Uma vez que um website passa a integrar o cadastro, os provedores que hospedam o conteúdo têm 24 horas para notificar o proprietário para que remova o material proibido. O proprietário do website tem mais 24 horas para cumprir a ordem. Se ele não remover o conteúdo proibido, os provedores do serviço de Internet devem impedir o acesso ao website dentro de 24 horas. De acordo com a Human Rights Watch, a falta de transparência e a supervisão independente da administração do cadastro são preocupantes, porque a nova lei de conteúdo da Internet poderia ser arbitrariamente utilizada para silenciar as críticas online ao governo.

Para a Human Rights Watch, o governo russo deve pôr um fim à repressão contra a sociedade civil e respeitar os direitos civis e políticos básicos para promover um ambiente em que a sociedade civil possa prosperar. Deve revogar as disposições jurídicas restritivas e seguir as recomendações de organizações intergovernamentais, como o Conselho da Europa e a Organização das Nações Unidas, para que a legislação e as práticas estejam de acordo com os compromissos da Rússia segundo o direito internacional.

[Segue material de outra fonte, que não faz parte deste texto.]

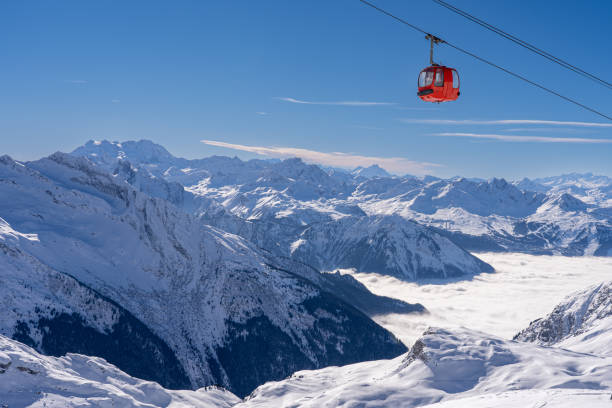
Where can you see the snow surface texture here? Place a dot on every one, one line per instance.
(211, 296)
(28, 379)
(568, 215)
(448, 365)
(523, 288)
(582, 322)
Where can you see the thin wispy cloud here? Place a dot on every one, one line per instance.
(528, 139)
(505, 122)
(337, 103)
(397, 165)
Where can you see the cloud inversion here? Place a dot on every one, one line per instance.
(397, 165)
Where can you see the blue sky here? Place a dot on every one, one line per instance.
(234, 72)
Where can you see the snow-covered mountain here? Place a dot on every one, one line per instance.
(457, 367)
(55, 313)
(581, 322)
(30, 379)
(588, 187)
(294, 210)
(493, 215)
(211, 297)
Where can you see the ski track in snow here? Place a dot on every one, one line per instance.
(523, 288)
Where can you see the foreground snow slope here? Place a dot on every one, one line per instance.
(28, 379)
(227, 312)
(552, 398)
(442, 365)
(55, 313)
(581, 322)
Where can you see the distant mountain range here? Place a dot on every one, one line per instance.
(192, 273)
(90, 264)
(567, 215)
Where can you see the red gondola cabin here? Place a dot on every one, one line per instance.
(438, 84)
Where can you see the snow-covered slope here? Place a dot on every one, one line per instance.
(211, 296)
(591, 188)
(446, 365)
(384, 244)
(294, 210)
(28, 379)
(582, 322)
(494, 215)
(55, 314)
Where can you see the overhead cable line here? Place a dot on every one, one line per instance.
(524, 44)
(487, 62)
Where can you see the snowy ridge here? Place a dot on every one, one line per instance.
(582, 322)
(446, 365)
(297, 210)
(494, 215)
(30, 379)
(196, 287)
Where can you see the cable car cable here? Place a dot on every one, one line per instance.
(488, 62)
(524, 44)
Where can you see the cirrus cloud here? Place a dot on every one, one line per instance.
(505, 122)
(532, 139)
(397, 165)
(338, 103)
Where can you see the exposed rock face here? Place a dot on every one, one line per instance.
(211, 297)
(581, 317)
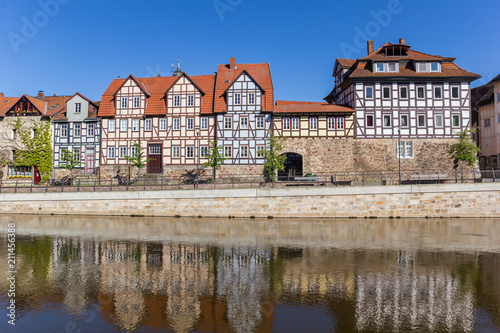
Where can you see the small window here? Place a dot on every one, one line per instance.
(260, 122)
(228, 150)
(123, 125)
(369, 92)
(77, 131)
(387, 120)
(244, 123)
(177, 124)
(111, 152)
(386, 92)
(251, 98)
(176, 152)
(437, 92)
(420, 92)
(163, 124)
(124, 103)
(421, 120)
(190, 124)
(403, 92)
(286, 123)
(137, 102)
(204, 123)
(148, 124)
(369, 121)
(438, 120)
(404, 120)
(177, 100)
(237, 99)
(111, 125)
(313, 123)
(135, 125)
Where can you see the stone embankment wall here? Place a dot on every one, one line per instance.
(444, 200)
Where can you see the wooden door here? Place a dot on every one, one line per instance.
(155, 154)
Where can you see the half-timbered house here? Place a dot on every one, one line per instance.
(77, 130)
(406, 96)
(243, 107)
(171, 118)
(316, 136)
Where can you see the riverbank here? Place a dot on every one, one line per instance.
(440, 200)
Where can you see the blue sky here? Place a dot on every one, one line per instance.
(64, 46)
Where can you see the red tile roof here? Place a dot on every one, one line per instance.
(260, 73)
(309, 107)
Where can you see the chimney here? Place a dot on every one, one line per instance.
(369, 45)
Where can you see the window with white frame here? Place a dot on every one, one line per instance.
(111, 125)
(243, 151)
(369, 92)
(438, 120)
(404, 120)
(163, 124)
(135, 125)
(111, 152)
(148, 124)
(176, 152)
(137, 102)
(177, 124)
(124, 102)
(313, 123)
(204, 123)
(177, 100)
(260, 122)
(237, 98)
(190, 152)
(77, 130)
(64, 130)
(122, 152)
(228, 151)
(123, 125)
(405, 149)
(244, 123)
(251, 98)
(421, 120)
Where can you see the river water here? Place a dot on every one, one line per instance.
(136, 274)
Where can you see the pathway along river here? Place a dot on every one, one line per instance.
(113, 274)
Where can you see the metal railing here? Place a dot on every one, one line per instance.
(161, 183)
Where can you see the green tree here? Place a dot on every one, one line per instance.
(465, 150)
(37, 146)
(274, 158)
(215, 156)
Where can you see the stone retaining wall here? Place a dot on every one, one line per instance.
(445, 200)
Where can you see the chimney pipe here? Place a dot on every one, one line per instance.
(370, 47)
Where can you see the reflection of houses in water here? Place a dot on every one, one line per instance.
(242, 281)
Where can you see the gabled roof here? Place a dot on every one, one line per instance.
(260, 73)
(283, 107)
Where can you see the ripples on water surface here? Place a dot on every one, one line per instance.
(88, 274)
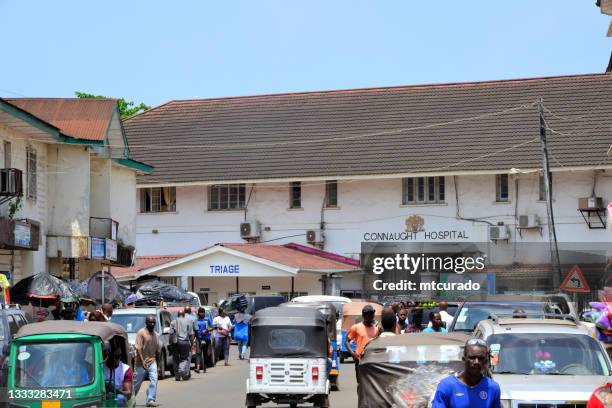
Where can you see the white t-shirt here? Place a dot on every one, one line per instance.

O Conselho da Europa deve solicitar que a Comissão de Veneza – seu painel consultivo para assuntos constitucionais – revise as alterações de dezembro de 2012 introduzidas à lei de organizações não governamentais, à lei de conteúdo da Internet e à lei que reestabelece a

responsabilidade penal por difamação, com o objetivo de verificar se estão de acordo com as obrigações da Rússia no âmbito da Convenção Europeia.

A União Europeia deve articular uma política unificada para a Rússia que faça com que seus 27 países-membros e suas instituições se comprometam com uma mensagem comum e forte, assentada em princípios, sobre a repressão na Rússia e o papel central dos direitos humanos no relacionamento União Europeia-Rússia.

“Os parceiros internacionais da Rússia não devem deixar dúvidas sobre a seriedade com a qual veem a repressão que está acontecendo no país e devem mostrar a Moscou que é necessário interromper os abusos imediatamente”, afirmou Williamson.

Segundo a Human Rights Watch, os parceiros da Rússia terão uma excelente oportunidade para demonstrar sua preocupação com a repressão: a Revisão Periódica Universal do Conselho de Direitos Humanos da Organização das Nações Unidas, que será realizada em 29 de abril, em Genebra.

A Human Rights Watch está publicando o relatório “Leis de Atrito: Repressão contra a sociedade civil russa após o retorno de Putin à presidência” junto com a Anistia Internacional e seu relatório “Liberdade ameaçada: A repressão à liberdade de expressão, reunião e associação na Rússia”. As duas organizações de direitos humanos expõem o ataque em curso às liberdades de expressão, associação e reunião que ganhou força durante o primeiro ano do terceiro mandato presidencial de Putin.